Milei já se reuniu com a maioria dos governadores (incluindo vários peronistas) para tentar chegar num acordo sobre a votação da reforma trabalhista e do orçamento neste verão. Para impor essa dura derrota à classe operária, que Macri não conseguiu, Trump, o FMI e os grandes empresários exigem que ele unifique a frente patronal. Embora o governo tenha se fortalecido, a crise econômica e social do país condiciona as negociações, porque os governadores exigem orçamento e obras públicas, e setores capitalistas exportadores exigem uma desvalorização. Ambas questões entram em contradição com a política econômica de Milei, de ajuste fiscal e dólar baixo para controlar a inflação, seu único capital político.

Na realidade, essa primeira grande batalha que se aproxima é a chave para abrir caminho a uma reestruturação capitalista mais global e estratégica do país, condensada nas três reformas. O imperialismo e os grandes capitalistas querem retomar a agenda inconclusa de Menem e da Alianza de inserir a Argentina na divisão mundial do trabalho estabelecida pelos ianques. Buscam melhorar a competitividade da economia com base em um aumento da superexploração operária, na agroindústria e no extrativismo a serviço dos planos de recolonização e saque ianque.

Essa agenda sofreu uma grande derrota com o Argentinazo de 2001. Diante do pânico da burguesia pelo processo revolucionário que derrubou De la Rúa e colocou em crise o velho bipartidarismo, mas também o parlamento e a justiça capitalistas, tiveram que adiar seus planos. Foram obrigados a permitir que o peronismo, depois transformado em kirchnerismo, aplicasse retenções ao capital agrário e usasse orçamento do Estado para planos sociais e subsídios aos serviços, a fim de frear o processo revolucionário, cooptar dirigentes e organizações populares e “normalizar” as instituições da democracia capitalista. Isso foi possível graças às condições especiais da economia mundial no começo deste século, quando houve uma alta incomum no valor das commodities (soja, petróleo, minérios, etc.), o famoso “vento de cauda” que impulsionou o crescimento daqueles anos junto com a desvalorização da saída da conversibilidade. Já sem essas condições, por causa da crise de 2007/09, Cristina tentou retomar o ajuste e foi perdendo apoio social. Macri, depois da vitória de 2017, acreditou que poderia retomar a agenda de reformas, mas apesar de ter avançado na reforma previdenciária, foi derrotado pela grande luta de 14/18 de dezembro.
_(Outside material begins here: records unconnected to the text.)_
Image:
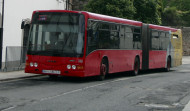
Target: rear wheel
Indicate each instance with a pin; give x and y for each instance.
(136, 67)
(103, 69)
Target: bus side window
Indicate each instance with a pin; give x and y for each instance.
(175, 37)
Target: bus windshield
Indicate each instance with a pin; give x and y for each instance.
(57, 34)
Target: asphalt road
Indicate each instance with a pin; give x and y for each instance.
(153, 90)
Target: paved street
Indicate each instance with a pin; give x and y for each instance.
(153, 90)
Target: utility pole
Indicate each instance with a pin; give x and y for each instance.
(1, 34)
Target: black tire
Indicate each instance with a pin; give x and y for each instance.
(168, 67)
(103, 70)
(136, 67)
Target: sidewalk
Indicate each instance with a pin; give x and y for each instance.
(4, 76)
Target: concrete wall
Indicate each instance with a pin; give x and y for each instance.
(15, 11)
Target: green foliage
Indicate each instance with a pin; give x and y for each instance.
(176, 12)
(171, 17)
(117, 8)
(148, 11)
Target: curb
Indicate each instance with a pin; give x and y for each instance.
(17, 78)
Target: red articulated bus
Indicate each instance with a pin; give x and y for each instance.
(82, 44)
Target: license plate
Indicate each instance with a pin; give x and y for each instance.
(51, 71)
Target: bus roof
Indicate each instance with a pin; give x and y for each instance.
(112, 19)
(157, 27)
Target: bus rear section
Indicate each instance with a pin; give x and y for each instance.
(56, 44)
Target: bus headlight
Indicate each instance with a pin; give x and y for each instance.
(31, 64)
(68, 66)
(73, 67)
(35, 64)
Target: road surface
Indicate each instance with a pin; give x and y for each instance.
(153, 90)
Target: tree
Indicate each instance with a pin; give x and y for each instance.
(117, 8)
(176, 12)
(171, 17)
(148, 11)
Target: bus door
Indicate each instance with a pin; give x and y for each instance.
(176, 40)
(145, 46)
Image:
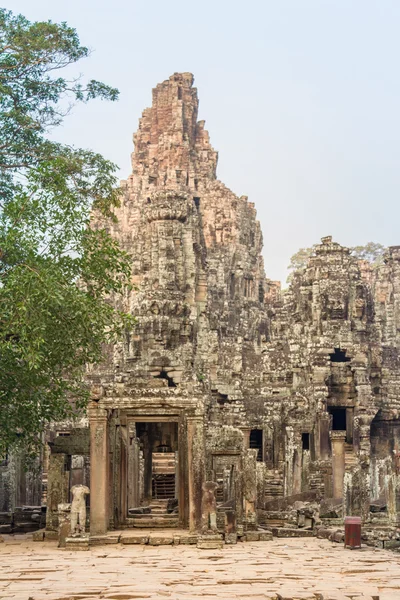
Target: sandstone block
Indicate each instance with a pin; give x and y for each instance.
(252, 536)
(78, 543)
(266, 536)
(129, 538)
(100, 540)
(38, 536)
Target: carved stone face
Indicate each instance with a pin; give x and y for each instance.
(209, 486)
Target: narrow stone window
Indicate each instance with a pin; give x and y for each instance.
(338, 418)
(305, 440)
(164, 375)
(256, 442)
(339, 356)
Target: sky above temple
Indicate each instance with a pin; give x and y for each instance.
(301, 99)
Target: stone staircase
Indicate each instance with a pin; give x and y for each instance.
(163, 475)
(351, 459)
(158, 517)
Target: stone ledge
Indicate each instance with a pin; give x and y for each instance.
(287, 532)
(99, 540)
(134, 539)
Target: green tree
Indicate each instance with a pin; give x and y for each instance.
(56, 272)
(299, 260)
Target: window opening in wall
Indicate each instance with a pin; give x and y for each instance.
(339, 356)
(4, 459)
(256, 439)
(164, 375)
(338, 418)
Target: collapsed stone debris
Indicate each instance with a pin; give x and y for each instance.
(288, 401)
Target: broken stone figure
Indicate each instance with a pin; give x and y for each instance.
(209, 507)
(78, 509)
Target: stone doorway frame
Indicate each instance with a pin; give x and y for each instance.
(106, 415)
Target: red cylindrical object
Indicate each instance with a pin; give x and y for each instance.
(352, 532)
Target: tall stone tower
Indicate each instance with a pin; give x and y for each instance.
(196, 253)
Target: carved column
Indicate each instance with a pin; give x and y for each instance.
(338, 439)
(57, 489)
(196, 467)
(250, 488)
(324, 426)
(98, 469)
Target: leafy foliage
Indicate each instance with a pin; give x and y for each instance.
(56, 271)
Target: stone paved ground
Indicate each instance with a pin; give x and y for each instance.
(298, 569)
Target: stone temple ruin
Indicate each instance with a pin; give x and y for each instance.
(288, 402)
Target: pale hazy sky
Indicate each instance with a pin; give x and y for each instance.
(301, 99)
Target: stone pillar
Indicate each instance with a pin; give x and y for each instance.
(250, 488)
(57, 489)
(324, 426)
(98, 469)
(338, 439)
(196, 468)
(246, 438)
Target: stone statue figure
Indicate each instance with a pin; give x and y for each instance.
(209, 507)
(78, 509)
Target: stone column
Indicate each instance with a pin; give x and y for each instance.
(57, 489)
(196, 468)
(324, 426)
(246, 438)
(338, 439)
(250, 488)
(99, 459)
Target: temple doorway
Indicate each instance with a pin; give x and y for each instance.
(153, 477)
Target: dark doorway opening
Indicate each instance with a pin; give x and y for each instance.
(256, 442)
(164, 375)
(305, 440)
(339, 356)
(338, 418)
(158, 446)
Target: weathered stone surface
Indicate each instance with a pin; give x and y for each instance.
(287, 532)
(159, 540)
(77, 543)
(210, 541)
(100, 540)
(265, 536)
(38, 536)
(275, 398)
(131, 538)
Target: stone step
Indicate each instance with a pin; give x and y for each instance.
(149, 516)
(153, 522)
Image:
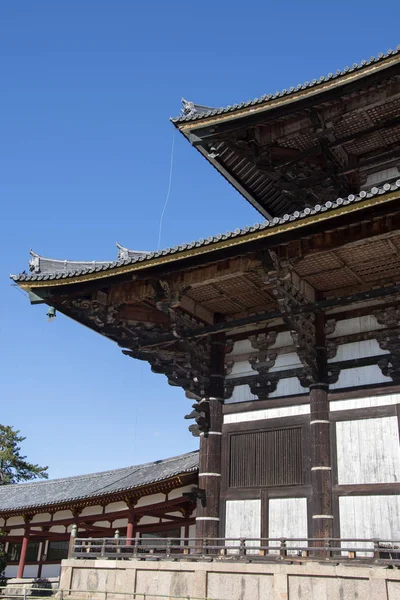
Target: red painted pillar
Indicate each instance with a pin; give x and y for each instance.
(22, 558)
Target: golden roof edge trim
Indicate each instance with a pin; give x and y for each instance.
(293, 98)
(214, 247)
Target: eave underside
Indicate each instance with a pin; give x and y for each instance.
(284, 160)
(167, 317)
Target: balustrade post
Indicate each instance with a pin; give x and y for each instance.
(24, 548)
(72, 538)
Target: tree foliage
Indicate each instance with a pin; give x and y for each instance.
(14, 467)
(3, 557)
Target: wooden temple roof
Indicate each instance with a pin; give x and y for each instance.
(164, 307)
(41, 494)
(312, 142)
(272, 232)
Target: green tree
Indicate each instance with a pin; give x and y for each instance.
(3, 557)
(14, 467)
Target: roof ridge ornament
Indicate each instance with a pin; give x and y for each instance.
(124, 253)
(190, 108)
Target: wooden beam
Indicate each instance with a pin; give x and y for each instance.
(268, 316)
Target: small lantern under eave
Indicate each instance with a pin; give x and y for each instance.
(51, 313)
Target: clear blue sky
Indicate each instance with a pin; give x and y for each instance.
(86, 91)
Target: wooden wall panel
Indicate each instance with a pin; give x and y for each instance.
(368, 451)
(287, 517)
(360, 349)
(367, 402)
(268, 413)
(243, 518)
(288, 387)
(266, 458)
(359, 377)
(356, 325)
(370, 517)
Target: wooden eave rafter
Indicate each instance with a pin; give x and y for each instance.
(135, 494)
(208, 251)
(296, 99)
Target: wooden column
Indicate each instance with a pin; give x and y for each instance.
(321, 466)
(207, 518)
(130, 530)
(24, 549)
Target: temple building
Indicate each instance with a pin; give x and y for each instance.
(140, 501)
(285, 334)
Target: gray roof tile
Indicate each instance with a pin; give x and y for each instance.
(196, 112)
(134, 257)
(58, 491)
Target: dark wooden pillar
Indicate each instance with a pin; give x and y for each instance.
(24, 549)
(130, 530)
(321, 466)
(207, 517)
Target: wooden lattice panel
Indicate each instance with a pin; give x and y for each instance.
(223, 305)
(332, 280)
(379, 269)
(389, 110)
(203, 294)
(256, 276)
(367, 252)
(391, 136)
(300, 142)
(351, 123)
(365, 144)
(318, 263)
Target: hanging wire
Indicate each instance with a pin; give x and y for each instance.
(16, 287)
(169, 190)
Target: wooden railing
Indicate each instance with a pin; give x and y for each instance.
(247, 549)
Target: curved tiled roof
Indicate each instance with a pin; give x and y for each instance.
(195, 112)
(70, 489)
(299, 215)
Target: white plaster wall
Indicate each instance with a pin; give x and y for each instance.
(91, 510)
(40, 517)
(51, 570)
(384, 400)
(267, 413)
(283, 339)
(241, 347)
(15, 521)
(63, 514)
(287, 517)
(286, 361)
(152, 499)
(356, 325)
(29, 571)
(192, 531)
(114, 506)
(369, 517)
(11, 571)
(241, 393)
(288, 387)
(243, 519)
(146, 520)
(179, 491)
(360, 349)
(368, 451)
(103, 523)
(360, 376)
(240, 369)
(117, 524)
(58, 529)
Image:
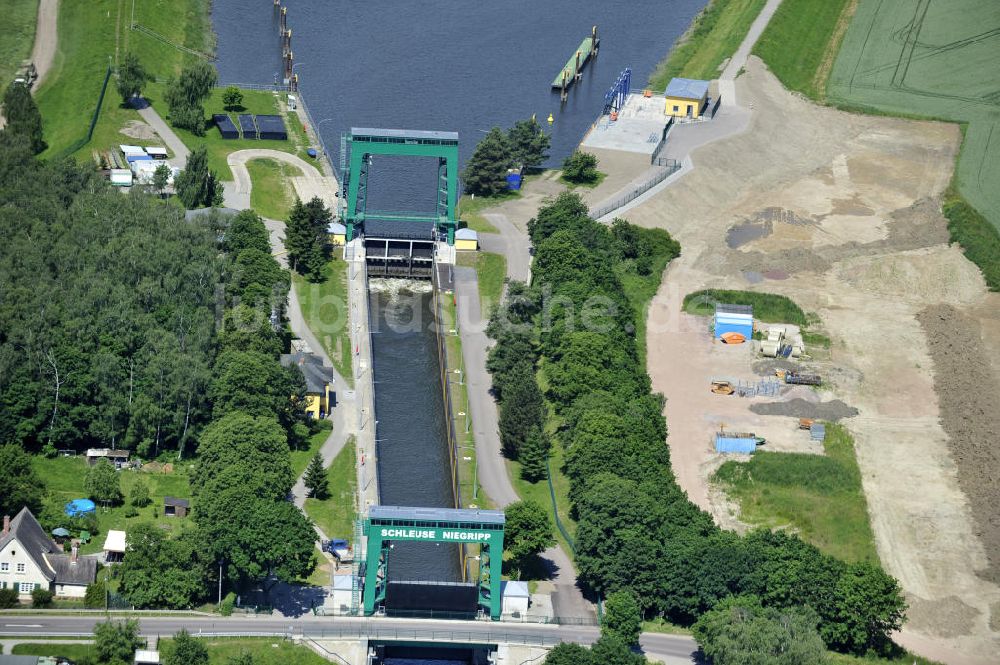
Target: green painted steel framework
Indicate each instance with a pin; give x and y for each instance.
(459, 526)
(363, 143)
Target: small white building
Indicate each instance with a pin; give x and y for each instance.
(515, 598)
(30, 560)
(147, 657)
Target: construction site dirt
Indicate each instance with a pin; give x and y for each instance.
(851, 203)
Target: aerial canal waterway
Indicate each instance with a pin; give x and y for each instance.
(448, 65)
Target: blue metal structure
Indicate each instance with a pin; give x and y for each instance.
(614, 98)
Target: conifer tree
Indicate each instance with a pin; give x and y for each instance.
(533, 454)
(315, 480)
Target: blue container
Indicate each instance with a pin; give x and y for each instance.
(78, 507)
(735, 444)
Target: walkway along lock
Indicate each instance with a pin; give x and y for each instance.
(438, 525)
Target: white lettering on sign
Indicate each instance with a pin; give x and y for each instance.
(432, 534)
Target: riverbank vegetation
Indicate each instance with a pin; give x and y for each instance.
(636, 529)
(818, 497)
(801, 42)
(336, 513)
(714, 36)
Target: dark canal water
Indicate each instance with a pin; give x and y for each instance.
(451, 65)
(413, 464)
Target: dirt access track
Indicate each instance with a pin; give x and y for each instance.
(863, 245)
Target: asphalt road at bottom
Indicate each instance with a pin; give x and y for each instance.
(673, 648)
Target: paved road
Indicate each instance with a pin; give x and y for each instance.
(672, 648)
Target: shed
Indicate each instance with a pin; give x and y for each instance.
(174, 507)
(116, 457)
(736, 319)
(147, 657)
(515, 598)
(686, 98)
(342, 593)
(272, 127)
(247, 126)
(466, 239)
(337, 232)
(227, 129)
(735, 442)
(120, 177)
(114, 545)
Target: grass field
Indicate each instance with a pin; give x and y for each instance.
(324, 306)
(17, 35)
(801, 41)
(336, 514)
(713, 36)
(64, 480)
(271, 195)
(266, 651)
(491, 270)
(91, 35)
(934, 59)
(300, 458)
(818, 496)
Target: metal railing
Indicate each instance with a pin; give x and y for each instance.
(669, 167)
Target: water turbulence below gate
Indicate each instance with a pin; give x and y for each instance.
(413, 462)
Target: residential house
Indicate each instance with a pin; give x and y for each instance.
(318, 379)
(30, 559)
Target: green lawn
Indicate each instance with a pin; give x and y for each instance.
(324, 306)
(64, 480)
(336, 514)
(801, 41)
(300, 458)
(90, 36)
(469, 491)
(266, 651)
(713, 36)
(767, 307)
(818, 496)
(17, 35)
(272, 195)
(491, 270)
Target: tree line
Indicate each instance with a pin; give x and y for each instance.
(636, 529)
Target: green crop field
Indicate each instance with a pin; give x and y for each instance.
(932, 58)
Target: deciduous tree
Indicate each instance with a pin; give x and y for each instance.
(132, 77)
(115, 642)
(528, 531)
(20, 486)
(486, 172)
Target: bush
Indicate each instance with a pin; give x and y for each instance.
(580, 167)
(8, 599)
(227, 605)
(96, 596)
(979, 239)
(41, 597)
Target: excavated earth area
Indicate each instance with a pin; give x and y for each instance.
(854, 234)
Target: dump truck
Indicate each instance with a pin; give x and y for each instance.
(26, 73)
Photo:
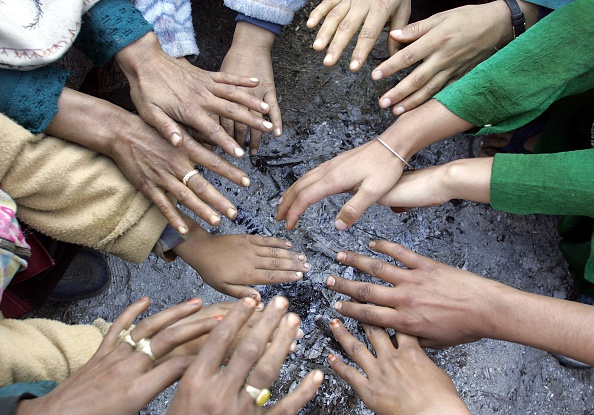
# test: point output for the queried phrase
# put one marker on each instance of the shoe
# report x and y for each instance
(87, 276)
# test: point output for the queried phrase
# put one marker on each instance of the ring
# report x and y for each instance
(188, 176)
(144, 346)
(260, 396)
(125, 337)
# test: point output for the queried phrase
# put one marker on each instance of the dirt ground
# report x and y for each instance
(326, 111)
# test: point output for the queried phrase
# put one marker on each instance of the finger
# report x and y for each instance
(353, 347)
(306, 390)
(253, 345)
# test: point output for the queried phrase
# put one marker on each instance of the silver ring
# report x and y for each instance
(188, 176)
(144, 346)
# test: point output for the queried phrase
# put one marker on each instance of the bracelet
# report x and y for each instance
(518, 21)
(395, 153)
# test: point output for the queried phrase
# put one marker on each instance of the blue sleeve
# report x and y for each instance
(108, 27)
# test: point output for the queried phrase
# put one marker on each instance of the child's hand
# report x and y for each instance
(229, 263)
(345, 17)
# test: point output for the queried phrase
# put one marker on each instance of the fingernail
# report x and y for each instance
(376, 75)
(175, 139)
(340, 225)
(231, 213)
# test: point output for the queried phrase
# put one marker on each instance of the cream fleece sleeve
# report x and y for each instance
(76, 195)
(41, 349)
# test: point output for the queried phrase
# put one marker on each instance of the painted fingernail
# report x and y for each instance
(377, 75)
(340, 225)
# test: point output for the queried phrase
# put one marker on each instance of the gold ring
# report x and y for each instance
(144, 346)
(125, 337)
(260, 396)
(188, 176)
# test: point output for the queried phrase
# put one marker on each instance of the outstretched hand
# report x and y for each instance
(343, 18)
(400, 380)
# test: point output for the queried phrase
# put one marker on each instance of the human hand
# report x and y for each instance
(368, 171)
(442, 305)
(118, 379)
(250, 54)
(205, 388)
(168, 92)
(345, 17)
(450, 44)
(401, 380)
(229, 263)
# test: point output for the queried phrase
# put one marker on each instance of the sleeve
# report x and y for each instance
(108, 27)
(275, 11)
(31, 97)
(553, 184)
(172, 23)
(502, 94)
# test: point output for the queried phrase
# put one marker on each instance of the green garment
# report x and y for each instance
(553, 59)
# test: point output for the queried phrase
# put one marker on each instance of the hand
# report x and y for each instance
(442, 305)
(345, 17)
(250, 53)
(401, 380)
(230, 262)
(168, 92)
(369, 171)
(450, 44)
(118, 379)
(207, 389)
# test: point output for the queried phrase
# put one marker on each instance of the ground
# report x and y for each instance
(326, 111)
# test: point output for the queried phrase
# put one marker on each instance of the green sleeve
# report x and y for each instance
(553, 59)
(554, 184)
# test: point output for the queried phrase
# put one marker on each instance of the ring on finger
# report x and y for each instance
(260, 396)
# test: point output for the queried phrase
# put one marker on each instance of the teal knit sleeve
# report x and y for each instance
(108, 27)
(30, 98)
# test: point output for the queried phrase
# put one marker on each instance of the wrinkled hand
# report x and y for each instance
(229, 263)
(170, 92)
(442, 305)
(119, 380)
(401, 380)
(368, 171)
(345, 17)
(250, 54)
(207, 389)
(450, 44)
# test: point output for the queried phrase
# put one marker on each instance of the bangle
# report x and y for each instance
(395, 153)
(518, 21)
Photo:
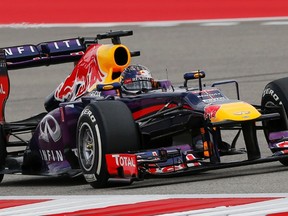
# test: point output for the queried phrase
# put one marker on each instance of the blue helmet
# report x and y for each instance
(136, 79)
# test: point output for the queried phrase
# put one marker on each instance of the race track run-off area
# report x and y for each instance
(64, 12)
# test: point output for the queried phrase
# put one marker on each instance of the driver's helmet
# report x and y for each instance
(136, 79)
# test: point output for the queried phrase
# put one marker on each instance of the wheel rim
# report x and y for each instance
(86, 147)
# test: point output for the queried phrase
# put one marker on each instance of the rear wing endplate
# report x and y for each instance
(4, 85)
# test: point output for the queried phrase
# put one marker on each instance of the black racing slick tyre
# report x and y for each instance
(104, 127)
(275, 95)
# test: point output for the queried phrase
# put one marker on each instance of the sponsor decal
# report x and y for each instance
(271, 92)
(123, 161)
(85, 75)
(2, 91)
(49, 128)
(89, 113)
(210, 111)
(90, 177)
(51, 155)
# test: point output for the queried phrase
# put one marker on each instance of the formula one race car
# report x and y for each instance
(96, 127)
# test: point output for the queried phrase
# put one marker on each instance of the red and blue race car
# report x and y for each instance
(107, 123)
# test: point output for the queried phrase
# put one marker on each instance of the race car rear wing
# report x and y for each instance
(56, 52)
(45, 54)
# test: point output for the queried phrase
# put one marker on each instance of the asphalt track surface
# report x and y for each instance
(253, 53)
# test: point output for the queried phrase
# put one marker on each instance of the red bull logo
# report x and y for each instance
(210, 111)
(86, 74)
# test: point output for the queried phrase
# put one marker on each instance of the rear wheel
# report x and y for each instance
(104, 127)
(275, 94)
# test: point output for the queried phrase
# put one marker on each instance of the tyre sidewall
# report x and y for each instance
(98, 172)
(275, 94)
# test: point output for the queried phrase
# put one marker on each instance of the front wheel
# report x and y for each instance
(275, 94)
(104, 127)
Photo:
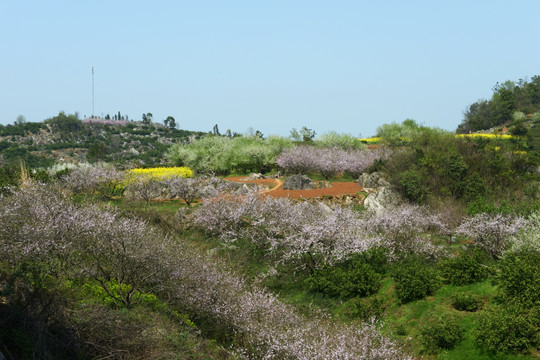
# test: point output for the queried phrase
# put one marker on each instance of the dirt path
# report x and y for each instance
(338, 188)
A crise do governo de Alberto [Fernández], Cristina [Kirchner] e [Sergio] Massa, que se aprofunda com a derrota atual, é a crise de um projeto patronal que tenta conciliar os interesses dos trabalhadores com os dos capitalistas, mas sem as condições favoráveis do primeiro kirchnerismo [2003/2015]. Na medida que a classe operária e os setores populares continuarem confiando neles e em seus burocratas sindicais e piqueteiros, sofrerão novas e duras derrotas. Para derrotar a reforma trabalhista e as seguintes, é necessário construir uma nova direção operária que passe por cima deles e imponha de baixo pra cima a greve geral e o plano de luta que não pare até derrotar todo o plano de saque imperialista e patronal de Milei.